On se demande bien pourquoi les tractations entre l’Europe et les Etats-Unis concernant ce merveilleux mécanisme dit du règlement des différends, qui sera l’une des pierres angulaires du traité, ont été prudemment repoussées après les élections européennes. Mieux vaut tenir le populo à l’écart : il serait capable de comprendre que c’est dans ses poches que les multinationales s’apprêtent à se servir…
Jean-Luc Porquet
Note de ma pomme: Les couleurs sont de ma part. Pour le reste, faites passer cet article.
Il illustre bien que la Commisssion européenne et donc l'UE bradent ce qui reste du peu de souveraineté de notre vieux continent, et ce dans le dos des peuples.
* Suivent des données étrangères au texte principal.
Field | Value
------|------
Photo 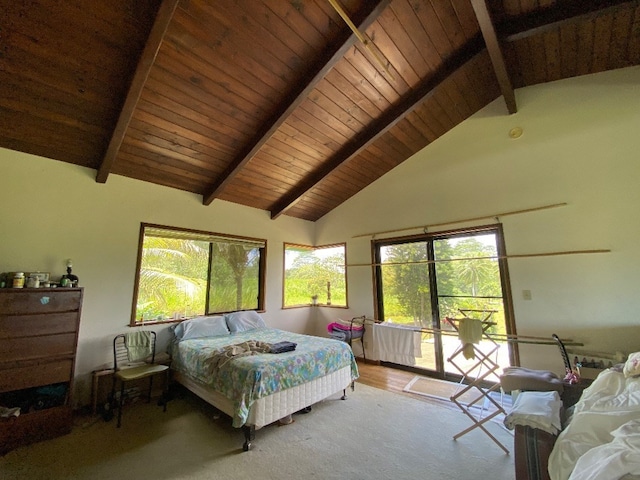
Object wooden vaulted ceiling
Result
[0,0,640,221]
Et Laurent Fabius ministre à la fois des affaires étrangères et du commerce extérieur n'est pas le fait du hasard.. Cela montre que l'Elysée est le vrp du patronat et le soutien actif de l'UE capitaliste. Pourquoi un ministre des Affaires européennes, si on est d'accord sur le fond et la forme avec les traités européens édictés par Bruxelles? Notamment avec le traité de libre-échange qui va se conclure avec la seule signature de Bruxelles.
L'Europe, comme le capitalisme dont elle est l'outil, n'est pas à réformer. Elle est à détruire pour l'émancipation du vieux continent et la solidarité entre tous ses peuples, petits ou grands.
Essayer de la réformer de l'intérieur, avec la meilleure des volontès, c'est la gérer, comme le fait la social-démocratie avec le capitalisme.